MAIDUGURI, Nigeria — The latest controversy out of Borno State has reopened one of Nigeria’s most sensitive security questions: can former Boko Haram fighters ever be trusted close to active military operations.
According to SaharaReporters, soldiers battling insurgents in the North-East have accused the Borno State government of pushing a fresh arrangement that would compel them to work alongside “repentant” terrorists recently reintegrated under the state’s deradicalisation programme.
The allegation has not been independently verified, but it has already deepened fears among frontline personnel about sabotage, intelligence leaks and the integrity of field operations.
Those fears are not emerging in a vacuum. The North-East remains one of Nigeria’s most dangerous theatres, with Boko Haram and its ISWAP offshoot still capable of mounting deadly attacks on military positions and civilian communities.
Reuters reported in March that Nigerian troops backed by air support killed at least 80 insurgents in a Borno base assault, while AP reported two weeks ago that the army freed 360 people abducted by Boko Haram in southern Borno.
The conflict is therefore not a closed chapter but an active war zone where trust, speed and intelligence still decide who lives and who dies.
In the SaharaReporters account, one soldier said the government wanted to prove that the reintegration programme was working, adding that some of the former insurgents were being attached to security groups that support military operations.
He warned that “Trust is a major issue.” Another source said, “We don’t trust them completely,” while a third insisted, “It won’t work.”
Considered collectively, the remarks reveal a deep operational anxiety inside parts of the military, especially among troops who believe past leaks may already have cost lives.
The report also says some of the former fighters have been kept in separate accommodation within military facilities because troops fear lingering links to active terror cells.
That detail is important because it suggests the distrust is not simply political or emotional, but rooted in a practical fear that insurgent networks may still be feeding on battlefield information.
SaharaReporters further said the army had not publicly confirmed any order to deploy the rehabilitated fighters alongside troops and that its attempts to obtain a response from the Director of Army Public Relations, Colonel Appolonia Anele, were unsuccessful at the time of filing.
The timing is particularly delicate because the Borno State government only recently completed another large reintegration exercise.

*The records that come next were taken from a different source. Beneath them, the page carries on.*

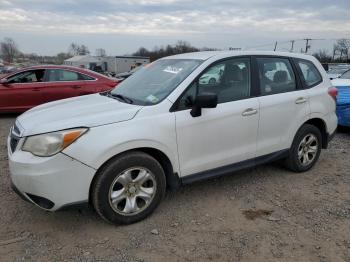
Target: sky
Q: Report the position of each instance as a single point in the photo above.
(47, 27)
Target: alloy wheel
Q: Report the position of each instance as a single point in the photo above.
(132, 191)
(308, 149)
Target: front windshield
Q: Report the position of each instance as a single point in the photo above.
(155, 81)
(346, 75)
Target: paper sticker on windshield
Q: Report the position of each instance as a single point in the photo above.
(152, 99)
(172, 69)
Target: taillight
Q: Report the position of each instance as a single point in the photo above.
(333, 92)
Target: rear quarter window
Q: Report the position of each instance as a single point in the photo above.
(309, 73)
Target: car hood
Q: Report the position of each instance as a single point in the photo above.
(84, 111)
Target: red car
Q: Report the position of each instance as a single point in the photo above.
(32, 86)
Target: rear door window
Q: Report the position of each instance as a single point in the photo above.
(31, 76)
(57, 75)
(310, 73)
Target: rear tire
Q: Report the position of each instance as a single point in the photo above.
(305, 149)
(128, 188)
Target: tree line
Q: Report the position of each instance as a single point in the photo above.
(10, 52)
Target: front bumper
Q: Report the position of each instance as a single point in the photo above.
(51, 183)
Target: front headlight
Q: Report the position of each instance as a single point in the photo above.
(51, 143)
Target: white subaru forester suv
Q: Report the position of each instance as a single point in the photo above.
(162, 127)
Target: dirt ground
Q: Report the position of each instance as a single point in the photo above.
(263, 214)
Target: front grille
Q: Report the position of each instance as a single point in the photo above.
(13, 142)
(16, 129)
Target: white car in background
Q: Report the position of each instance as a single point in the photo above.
(160, 128)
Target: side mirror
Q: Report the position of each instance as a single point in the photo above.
(203, 100)
(3, 81)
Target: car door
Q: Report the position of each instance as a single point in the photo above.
(223, 135)
(283, 104)
(22, 90)
(62, 84)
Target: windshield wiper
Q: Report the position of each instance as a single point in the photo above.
(121, 97)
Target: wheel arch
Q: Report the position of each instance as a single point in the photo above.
(322, 126)
(172, 178)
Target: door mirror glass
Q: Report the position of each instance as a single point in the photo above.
(204, 100)
(3, 81)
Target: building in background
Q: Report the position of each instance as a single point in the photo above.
(110, 64)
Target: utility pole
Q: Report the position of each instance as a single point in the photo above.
(292, 47)
(307, 46)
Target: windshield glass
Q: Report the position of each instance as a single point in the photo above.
(346, 75)
(155, 81)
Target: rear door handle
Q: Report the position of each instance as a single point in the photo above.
(301, 100)
(249, 112)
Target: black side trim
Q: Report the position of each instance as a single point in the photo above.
(227, 170)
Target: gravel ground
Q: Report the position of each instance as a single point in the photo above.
(262, 214)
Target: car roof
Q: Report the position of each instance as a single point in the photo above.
(66, 67)
(55, 67)
(204, 55)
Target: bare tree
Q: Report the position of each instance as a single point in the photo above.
(343, 45)
(100, 52)
(322, 56)
(84, 50)
(76, 49)
(9, 49)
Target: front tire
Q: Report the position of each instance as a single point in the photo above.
(305, 150)
(128, 188)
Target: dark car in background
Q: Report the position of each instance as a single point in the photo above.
(32, 86)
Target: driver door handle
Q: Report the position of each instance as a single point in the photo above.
(249, 112)
(301, 100)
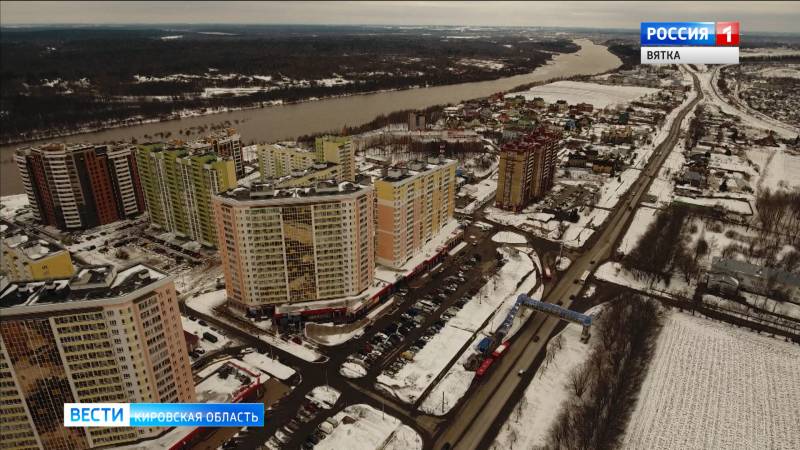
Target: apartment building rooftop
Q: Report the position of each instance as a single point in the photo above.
(90, 284)
(409, 169)
(268, 191)
(32, 246)
(67, 147)
(531, 141)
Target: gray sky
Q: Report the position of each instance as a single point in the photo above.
(755, 16)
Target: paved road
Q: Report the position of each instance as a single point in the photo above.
(478, 414)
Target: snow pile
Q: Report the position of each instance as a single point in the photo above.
(410, 382)
(613, 272)
(325, 396)
(194, 327)
(268, 365)
(509, 237)
(10, 204)
(352, 369)
(216, 390)
(710, 385)
(364, 427)
(574, 92)
(528, 424)
(205, 303)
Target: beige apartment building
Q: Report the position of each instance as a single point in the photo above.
(414, 202)
(297, 244)
(99, 337)
(527, 168)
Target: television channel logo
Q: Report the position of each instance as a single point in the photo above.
(689, 42)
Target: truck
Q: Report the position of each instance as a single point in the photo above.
(585, 276)
(498, 352)
(484, 344)
(484, 367)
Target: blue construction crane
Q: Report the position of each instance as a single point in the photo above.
(547, 308)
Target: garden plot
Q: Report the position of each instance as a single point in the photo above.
(778, 169)
(529, 422)
(710, 385)
(362, 427)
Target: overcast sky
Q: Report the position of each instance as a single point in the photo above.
(754, 15)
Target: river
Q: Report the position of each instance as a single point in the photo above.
(288, 121)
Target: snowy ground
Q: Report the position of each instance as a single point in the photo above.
(482, 192)
(215, 389)
(613, 272)
(641, 221)
(711, 385)
(509, 237)
(528, 424)
(205, 303)
(352, 369)
(574, 92)
(268, 365)
(778, 169)
(455, 383)
(498, 294)
(325, 396)
(195, 328)
(371, 430)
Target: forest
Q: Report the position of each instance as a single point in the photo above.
(57, 80)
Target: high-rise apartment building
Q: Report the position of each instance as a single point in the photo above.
(414, 203)
(294, 245)
(27, 257)
(178, 185)
(77, 186)
(527, 169)
(279, 160)
(225, 143)
(339, 150)
(100, 337)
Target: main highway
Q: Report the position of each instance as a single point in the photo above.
(486, 400)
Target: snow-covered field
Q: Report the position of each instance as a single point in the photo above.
(528, 424)
(711, 385)
(371, 430)
(599, 95)
(641, 221)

On 12 June 2026, the state said it had reintegrated 720 repentant insurgents, alongside 992 spouses and 2,050 children, after rehabilitation at the Hajj Camp in Maiduguri.
The Guardian reported that the latest group was classified as low-risk and minor clients under Batch 9 of the programme, while Punch said the new batch brought the total number reintegrated under the scheme to 9,680.

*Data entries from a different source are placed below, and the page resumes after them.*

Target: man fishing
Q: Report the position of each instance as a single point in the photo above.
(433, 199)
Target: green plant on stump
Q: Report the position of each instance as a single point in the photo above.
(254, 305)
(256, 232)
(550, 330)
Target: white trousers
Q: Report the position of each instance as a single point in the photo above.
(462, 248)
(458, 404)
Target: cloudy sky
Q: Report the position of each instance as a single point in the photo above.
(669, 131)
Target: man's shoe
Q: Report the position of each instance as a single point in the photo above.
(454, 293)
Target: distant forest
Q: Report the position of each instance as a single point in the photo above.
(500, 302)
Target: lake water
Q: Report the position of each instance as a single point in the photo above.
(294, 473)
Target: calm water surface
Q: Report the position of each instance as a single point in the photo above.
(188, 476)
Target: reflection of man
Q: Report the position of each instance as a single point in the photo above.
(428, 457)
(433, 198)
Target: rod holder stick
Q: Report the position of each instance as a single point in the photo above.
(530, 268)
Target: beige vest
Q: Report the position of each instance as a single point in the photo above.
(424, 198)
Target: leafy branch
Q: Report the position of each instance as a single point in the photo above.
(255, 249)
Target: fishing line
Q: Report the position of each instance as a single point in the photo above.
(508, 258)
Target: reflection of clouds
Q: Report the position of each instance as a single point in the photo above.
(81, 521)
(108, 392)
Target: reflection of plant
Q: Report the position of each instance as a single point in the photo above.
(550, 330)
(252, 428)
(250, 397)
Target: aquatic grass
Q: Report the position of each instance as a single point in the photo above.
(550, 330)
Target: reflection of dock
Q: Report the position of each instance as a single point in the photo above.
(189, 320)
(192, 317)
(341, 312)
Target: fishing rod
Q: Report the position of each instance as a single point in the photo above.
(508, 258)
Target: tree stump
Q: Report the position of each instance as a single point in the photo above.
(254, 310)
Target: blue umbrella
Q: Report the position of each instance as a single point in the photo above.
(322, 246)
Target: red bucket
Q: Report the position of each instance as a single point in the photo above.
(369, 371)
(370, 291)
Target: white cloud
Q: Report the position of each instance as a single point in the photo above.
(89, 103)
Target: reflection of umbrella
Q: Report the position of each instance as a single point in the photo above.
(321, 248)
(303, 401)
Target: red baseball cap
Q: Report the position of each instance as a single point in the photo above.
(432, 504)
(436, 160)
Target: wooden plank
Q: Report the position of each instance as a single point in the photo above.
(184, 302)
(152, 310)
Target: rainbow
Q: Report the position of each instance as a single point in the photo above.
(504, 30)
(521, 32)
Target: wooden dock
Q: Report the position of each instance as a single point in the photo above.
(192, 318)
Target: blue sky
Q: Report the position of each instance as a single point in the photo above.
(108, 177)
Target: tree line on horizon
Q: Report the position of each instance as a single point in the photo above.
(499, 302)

Speaking for the state, retired Brigadier General Abdullahi Ishaq, Special Adviser to Governor Babagana Zulum on Security, defended the Borno Model as a central part of the state’s non-kinetic response to insurgency.
He described it as “one of the most effective non-kinetic programmes” and said “over 350,000 persons” had surrendered to the military since the initiative began.

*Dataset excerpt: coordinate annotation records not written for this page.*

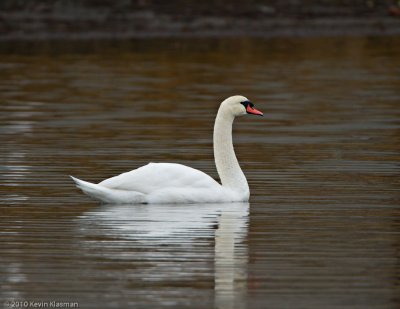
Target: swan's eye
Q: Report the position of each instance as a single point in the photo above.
(247, 103)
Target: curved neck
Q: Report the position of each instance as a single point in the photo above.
(225, 159)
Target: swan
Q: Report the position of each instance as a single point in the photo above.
(173, 183)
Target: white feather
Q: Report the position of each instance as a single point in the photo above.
(176, 183)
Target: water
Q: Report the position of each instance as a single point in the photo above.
(321, 229)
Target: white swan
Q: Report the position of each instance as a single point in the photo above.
(176, 183)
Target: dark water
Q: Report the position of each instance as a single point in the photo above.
(322, 228)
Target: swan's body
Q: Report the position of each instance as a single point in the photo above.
(176, 183)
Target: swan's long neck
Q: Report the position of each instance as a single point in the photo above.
(225, 159)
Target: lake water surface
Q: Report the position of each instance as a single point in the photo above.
(322, 227)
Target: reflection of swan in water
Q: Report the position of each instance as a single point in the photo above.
(163, 243)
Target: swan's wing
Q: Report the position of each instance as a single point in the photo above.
(157, 176)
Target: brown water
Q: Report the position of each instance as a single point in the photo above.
(322, 226)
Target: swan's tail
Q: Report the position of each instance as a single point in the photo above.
(108, 195)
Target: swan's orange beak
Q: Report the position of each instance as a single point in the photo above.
(252, 110)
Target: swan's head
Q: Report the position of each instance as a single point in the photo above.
(239, 105)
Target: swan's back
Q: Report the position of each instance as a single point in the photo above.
(158, 176)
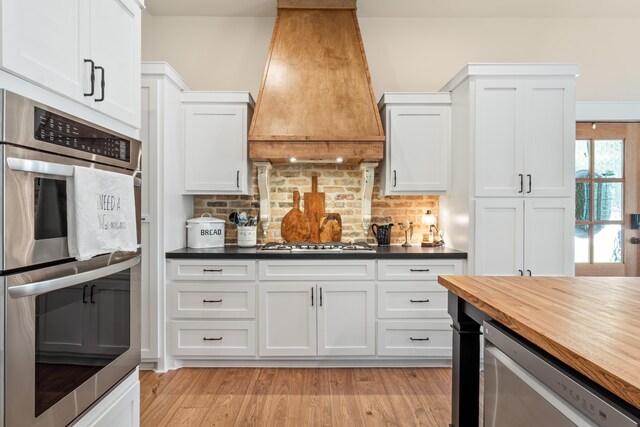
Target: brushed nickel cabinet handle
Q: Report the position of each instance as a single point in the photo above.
(521, 183)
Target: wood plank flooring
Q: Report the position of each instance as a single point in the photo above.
(296, 397)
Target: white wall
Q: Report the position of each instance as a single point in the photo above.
(408, 54)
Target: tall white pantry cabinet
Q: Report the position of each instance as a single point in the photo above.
(511, 204)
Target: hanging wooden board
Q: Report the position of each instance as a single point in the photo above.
(295, 225)
(313, 209)
(330, 228)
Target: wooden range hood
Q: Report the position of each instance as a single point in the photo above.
(316, 102)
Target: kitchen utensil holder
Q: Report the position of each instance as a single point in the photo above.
(247, 236)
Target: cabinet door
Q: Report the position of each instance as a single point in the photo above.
(346, 319)
(114, 28)
(499, 134)
(548, 237)
(418, 149)
(287, 319)
(499, 237)
(215, 149)
(550, 130)
(41, 41)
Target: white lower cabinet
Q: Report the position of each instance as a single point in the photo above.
(412, 308)
(324, 319)
(428, 338)
(212, 308)
(287, 319)
(120, 407)
(305, 310)
(213, 338)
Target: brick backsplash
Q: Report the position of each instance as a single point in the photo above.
(341, 184)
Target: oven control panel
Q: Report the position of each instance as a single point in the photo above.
(55, 129)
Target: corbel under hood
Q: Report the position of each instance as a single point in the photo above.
(316, 101)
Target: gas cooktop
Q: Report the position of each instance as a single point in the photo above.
(310, 247)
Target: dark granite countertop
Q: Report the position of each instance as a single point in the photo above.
(381, 252)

According to the official account, the beneficiaries underwent documentation, profiling, deradicalisation, rehabilitation and skills training before being returned to their communities.
The state has also tried to show that the process is tightly screened. Guardian reported that community leaders, the Civilian Joint Task Force and hunters groups took part in the vetting process before reintegration.
Officials said the women in the batch received vocational training in catering, knitting, tailoring, cap making and soap production, while starter packs were provided to help them restart civilian life.
For the government, that is proof that the policy is structured and monitored. For critics, it is still a gamble being taken with communities that have paid a very high price for the insurgency.
The national memory of this issue is also important. In 2020, the Presidency said “nobody has ever been absorbed into the military” from the de-radicalised Boko Haram graduates and that none of the 601 former fighters then under the federal rehabilitation scheme was going into the army.
That earlier clarification shows how politically explosive any suggestion of direct integration into military operations remains, especially in a country where survivors of insurgency still want stronger accountability, clearer safeguards and visible protection for civilians and soldiers alike.
For now, the central problem is not simply whether former insurgents can be rehabilitated. It is whether soldiers on active deployment believe the system protecting them is watertight enough to prevent betrayal from within.
If the allegation is accurate, then the state must explain why such an arrangement was contemplated and what safeguards exist to stop leaks. If it is not accurate, then the military and Borno authorities need to say so quickly and publicly, because silence only feeds suspicion in a conflict zone where suspicion itself can be fatal.
At the heart of the matter is a brutal Nigerian security paradox. Borno’s leaders are trying to combine forgiveness, rehabilitation and community acceptance with an insurgency that still kills, kidnaps and adapts.
The soldiers on the front line, meanwhile, are asking a much harder question: how do you fight an enemy when you are not sure who has already been allowed back into the room?